Friday, 9 November 2007

The Decree

Creativity is supposed to flow during illness, says one line of literary ideology. Oh dear.

It's true that I've not committed anything to paper of late. But I have been productive.

I've generated samples on demand for various doctors and chemists. I have doused the sheets in rivers of sweat and as for my interactions with the toilet......


Still don't know what's wrong. I went to the doc on Thursday after a few days sleeping. She got me to walk through the waiting room with a little plastic beaker — which I did with a nonchalant dignity.

I offered some liquid into said beaker and walked back through the waiting room. People in waiting rooms have nothing better to do than look I guess. I decided it was the dashing pink Oxford shirt and light chinos combination that was catching their attention and not the hapless sap on the way back from his first instant urine sample at the doctor's surgery.

Today's blood test was more straightfoward. I dropped the boy off at creche. Forewent the coffee at Chez Prune and went into the lab. They had really good music on. Some classy jazz and there was a Nespresso machine available for general use just outside the cells where they deprive you of your blood.

I said to the doc as I left her cell: "You've got great music here. Please pass on the compliment to the boss."

She was genuinely pleased that someone had noticed. Clearly they must have had a recent meeting to discuss how people can be made to lose their vital juices in a much more harmonious environment.

The silky sounds of jazz.

"On the jazz" is a phrase often used in the A Team. It is supposed to denote a plan or series of schemes of impudent simplicity.

So the leader of the A Team, Col John "Hannibal" Smith, would often be praised for being "on the jazz".

And having used this opportunity of sickness to watch certain episodes from season 2, my only conclusion is that Stephen J Cannell, the co-creator of this particular 80s classic, has been on the jazz for many years.

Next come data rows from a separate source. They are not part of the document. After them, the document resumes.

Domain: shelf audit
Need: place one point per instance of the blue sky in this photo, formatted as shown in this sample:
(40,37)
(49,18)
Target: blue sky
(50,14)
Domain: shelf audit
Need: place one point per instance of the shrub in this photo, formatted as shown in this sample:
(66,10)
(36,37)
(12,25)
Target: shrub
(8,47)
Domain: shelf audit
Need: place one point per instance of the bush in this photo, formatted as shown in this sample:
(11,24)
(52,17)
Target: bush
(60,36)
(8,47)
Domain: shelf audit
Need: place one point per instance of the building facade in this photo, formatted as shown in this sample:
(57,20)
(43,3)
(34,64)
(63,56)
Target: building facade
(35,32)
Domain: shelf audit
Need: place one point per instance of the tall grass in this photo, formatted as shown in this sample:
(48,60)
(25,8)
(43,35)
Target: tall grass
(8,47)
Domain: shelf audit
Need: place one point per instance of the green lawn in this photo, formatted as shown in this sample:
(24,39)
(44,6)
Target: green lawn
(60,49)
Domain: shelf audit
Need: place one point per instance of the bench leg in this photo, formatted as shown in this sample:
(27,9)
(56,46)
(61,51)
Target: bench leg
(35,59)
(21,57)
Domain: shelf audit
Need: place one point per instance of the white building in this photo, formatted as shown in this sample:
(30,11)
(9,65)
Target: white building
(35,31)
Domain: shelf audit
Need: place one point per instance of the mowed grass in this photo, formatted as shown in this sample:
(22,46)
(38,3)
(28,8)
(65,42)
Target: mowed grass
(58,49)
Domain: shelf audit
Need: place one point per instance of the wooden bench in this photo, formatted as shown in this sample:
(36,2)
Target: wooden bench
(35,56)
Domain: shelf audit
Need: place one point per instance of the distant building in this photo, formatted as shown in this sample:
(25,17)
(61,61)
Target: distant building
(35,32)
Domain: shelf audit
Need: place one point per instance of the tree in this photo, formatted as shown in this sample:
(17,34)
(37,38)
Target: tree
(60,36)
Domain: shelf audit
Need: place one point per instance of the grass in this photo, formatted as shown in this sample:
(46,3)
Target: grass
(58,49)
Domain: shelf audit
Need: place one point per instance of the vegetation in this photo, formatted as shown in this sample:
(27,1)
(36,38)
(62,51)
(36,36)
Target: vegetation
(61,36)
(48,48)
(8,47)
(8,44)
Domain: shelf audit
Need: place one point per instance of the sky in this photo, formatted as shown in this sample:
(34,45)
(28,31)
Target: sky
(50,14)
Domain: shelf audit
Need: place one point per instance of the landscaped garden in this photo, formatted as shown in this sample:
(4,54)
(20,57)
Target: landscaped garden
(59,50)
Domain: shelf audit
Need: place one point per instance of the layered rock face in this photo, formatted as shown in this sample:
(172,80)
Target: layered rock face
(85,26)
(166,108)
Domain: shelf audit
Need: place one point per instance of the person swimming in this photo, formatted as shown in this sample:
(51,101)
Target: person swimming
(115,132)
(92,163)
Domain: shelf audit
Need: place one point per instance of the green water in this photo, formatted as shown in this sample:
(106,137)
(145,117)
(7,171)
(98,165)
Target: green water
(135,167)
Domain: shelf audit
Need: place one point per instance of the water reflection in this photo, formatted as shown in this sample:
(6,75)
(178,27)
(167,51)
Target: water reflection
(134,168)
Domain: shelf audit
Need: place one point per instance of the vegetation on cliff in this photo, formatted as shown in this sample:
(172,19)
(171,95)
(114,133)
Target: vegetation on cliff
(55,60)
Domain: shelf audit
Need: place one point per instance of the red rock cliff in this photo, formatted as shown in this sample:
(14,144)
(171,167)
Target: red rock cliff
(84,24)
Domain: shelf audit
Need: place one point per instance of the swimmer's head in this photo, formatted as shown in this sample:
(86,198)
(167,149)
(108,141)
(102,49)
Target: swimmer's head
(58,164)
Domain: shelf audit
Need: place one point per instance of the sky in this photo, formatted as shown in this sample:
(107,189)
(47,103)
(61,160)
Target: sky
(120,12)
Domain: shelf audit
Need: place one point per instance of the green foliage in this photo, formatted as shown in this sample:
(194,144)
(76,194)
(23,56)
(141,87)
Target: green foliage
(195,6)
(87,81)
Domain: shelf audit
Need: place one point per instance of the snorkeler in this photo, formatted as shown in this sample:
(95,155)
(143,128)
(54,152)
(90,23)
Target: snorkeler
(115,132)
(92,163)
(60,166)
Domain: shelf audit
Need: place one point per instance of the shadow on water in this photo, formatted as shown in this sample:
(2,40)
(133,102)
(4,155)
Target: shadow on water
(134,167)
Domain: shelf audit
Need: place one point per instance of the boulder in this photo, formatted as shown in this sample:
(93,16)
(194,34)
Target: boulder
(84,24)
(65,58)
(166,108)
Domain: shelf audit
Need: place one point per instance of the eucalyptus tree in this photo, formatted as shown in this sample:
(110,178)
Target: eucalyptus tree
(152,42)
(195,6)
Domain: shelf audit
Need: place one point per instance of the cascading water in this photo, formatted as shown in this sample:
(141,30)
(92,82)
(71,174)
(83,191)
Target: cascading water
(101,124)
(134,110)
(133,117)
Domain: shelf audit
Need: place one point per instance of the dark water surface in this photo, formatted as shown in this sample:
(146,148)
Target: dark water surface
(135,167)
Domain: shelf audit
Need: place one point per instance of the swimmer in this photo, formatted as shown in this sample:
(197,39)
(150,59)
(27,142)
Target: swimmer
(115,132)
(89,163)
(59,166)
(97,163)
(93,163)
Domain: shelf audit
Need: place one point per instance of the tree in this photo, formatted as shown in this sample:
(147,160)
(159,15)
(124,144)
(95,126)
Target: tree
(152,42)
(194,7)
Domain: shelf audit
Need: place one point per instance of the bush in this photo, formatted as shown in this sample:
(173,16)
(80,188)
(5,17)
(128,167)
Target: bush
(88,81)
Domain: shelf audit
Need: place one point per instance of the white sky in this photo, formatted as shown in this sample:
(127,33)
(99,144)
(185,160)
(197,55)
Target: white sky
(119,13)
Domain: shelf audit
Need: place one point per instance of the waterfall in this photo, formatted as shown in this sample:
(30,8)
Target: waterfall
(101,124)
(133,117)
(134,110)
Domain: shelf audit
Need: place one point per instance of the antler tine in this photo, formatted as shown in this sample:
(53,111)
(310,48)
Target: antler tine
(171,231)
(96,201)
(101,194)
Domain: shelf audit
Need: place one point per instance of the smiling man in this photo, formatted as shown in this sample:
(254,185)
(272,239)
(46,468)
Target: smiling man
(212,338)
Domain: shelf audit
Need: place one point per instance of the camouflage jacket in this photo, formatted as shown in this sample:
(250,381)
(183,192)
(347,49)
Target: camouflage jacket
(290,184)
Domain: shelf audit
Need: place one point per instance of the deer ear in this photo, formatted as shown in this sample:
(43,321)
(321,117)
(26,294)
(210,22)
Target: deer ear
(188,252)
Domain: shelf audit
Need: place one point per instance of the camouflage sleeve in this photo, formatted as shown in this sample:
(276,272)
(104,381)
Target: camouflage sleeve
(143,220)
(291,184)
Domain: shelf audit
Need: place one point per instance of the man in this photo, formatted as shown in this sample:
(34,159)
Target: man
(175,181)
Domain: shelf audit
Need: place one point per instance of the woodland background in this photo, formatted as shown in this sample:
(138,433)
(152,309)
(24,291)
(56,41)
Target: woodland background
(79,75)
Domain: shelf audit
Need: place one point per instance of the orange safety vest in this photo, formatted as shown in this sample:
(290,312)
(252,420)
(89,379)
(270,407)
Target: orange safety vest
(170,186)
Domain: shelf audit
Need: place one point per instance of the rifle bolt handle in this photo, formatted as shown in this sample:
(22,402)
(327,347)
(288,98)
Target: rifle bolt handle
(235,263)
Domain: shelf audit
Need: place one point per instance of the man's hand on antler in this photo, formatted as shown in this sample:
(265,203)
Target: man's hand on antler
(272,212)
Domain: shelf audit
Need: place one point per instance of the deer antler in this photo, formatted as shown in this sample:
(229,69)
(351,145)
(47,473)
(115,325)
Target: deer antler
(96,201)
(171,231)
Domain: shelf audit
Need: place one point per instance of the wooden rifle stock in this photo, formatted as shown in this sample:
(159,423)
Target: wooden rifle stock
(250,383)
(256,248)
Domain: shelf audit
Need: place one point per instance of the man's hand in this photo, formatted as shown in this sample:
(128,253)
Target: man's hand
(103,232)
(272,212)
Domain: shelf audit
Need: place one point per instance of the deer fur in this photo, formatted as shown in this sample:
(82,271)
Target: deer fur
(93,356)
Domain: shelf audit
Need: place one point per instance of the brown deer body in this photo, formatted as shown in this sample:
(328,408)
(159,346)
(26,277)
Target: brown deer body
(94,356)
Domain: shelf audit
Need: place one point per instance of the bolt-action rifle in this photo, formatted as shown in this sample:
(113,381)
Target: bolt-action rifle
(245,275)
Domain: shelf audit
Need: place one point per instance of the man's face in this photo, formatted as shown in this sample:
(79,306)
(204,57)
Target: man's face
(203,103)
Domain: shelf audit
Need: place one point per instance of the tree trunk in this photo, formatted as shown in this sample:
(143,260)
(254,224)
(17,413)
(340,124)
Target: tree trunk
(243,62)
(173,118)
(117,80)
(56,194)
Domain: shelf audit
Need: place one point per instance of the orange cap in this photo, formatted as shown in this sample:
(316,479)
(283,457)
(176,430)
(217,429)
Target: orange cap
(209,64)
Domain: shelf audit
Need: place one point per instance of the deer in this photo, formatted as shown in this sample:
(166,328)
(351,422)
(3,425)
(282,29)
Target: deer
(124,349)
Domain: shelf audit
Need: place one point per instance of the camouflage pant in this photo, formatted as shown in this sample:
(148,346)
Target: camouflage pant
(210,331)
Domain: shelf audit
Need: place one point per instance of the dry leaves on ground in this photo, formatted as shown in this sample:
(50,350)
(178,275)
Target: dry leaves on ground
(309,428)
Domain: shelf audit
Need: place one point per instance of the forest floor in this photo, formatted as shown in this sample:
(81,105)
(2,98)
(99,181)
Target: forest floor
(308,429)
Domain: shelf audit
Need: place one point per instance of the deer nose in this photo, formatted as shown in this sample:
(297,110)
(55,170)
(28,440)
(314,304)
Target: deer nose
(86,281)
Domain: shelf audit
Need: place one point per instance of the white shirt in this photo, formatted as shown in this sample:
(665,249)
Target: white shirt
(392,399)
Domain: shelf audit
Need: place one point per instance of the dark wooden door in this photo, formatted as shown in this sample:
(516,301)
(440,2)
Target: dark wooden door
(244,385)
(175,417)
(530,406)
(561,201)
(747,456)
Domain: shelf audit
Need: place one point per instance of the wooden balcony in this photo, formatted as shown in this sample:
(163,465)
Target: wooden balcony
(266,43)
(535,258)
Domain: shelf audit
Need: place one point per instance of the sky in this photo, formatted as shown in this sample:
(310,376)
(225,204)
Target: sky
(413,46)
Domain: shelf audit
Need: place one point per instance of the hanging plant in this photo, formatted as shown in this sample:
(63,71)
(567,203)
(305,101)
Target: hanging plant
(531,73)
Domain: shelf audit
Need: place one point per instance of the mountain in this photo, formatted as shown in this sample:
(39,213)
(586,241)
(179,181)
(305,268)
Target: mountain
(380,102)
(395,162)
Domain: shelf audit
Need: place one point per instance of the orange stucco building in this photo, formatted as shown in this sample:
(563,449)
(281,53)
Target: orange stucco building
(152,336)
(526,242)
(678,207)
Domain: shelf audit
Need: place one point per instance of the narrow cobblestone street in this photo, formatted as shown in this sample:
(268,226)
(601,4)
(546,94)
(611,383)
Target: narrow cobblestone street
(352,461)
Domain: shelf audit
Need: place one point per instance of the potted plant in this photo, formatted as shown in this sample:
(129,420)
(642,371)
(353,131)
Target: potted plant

Because I've been sleeping at times when I'm usually awake, I've been left awake at times when I'm usually asleep.

And for these junctures, I've wheeled out the Rockford Files starring James Garner. Recuperation is a joyous process.

The Rockford Files — which Cannell sired in the mid-seventies — are just such timeless vignettes of how to elude pomposity and venom.

Listening to Rockford talk his way out of a putative dead end has sent me off to sleep with a smile.

This bout of enclosure has also helped me solve a question which I posed a few months ago in parislondonreturn.blogspot.com and I think I have the answer.

The viewing of the Star Wars episodes has definitely got to be chronological even though I've just rewatched episodes IV, V and VI chiming in and out of consciousness.

True, because of this I've missed quite important slabs of denouement. But since I know the story quite well, I can safely decree the boy child — when he is of a decent age — will be shown episodes I, II, III, then after a day's rest— IV, V and VI.

I shall not turn.

If my present ailments do not allow me the force to actually perform this task myself, then it shall be put into my will.

Shares in houses and insurance funds are one thing.

Appreciating Star Wars is a matter of galactic import.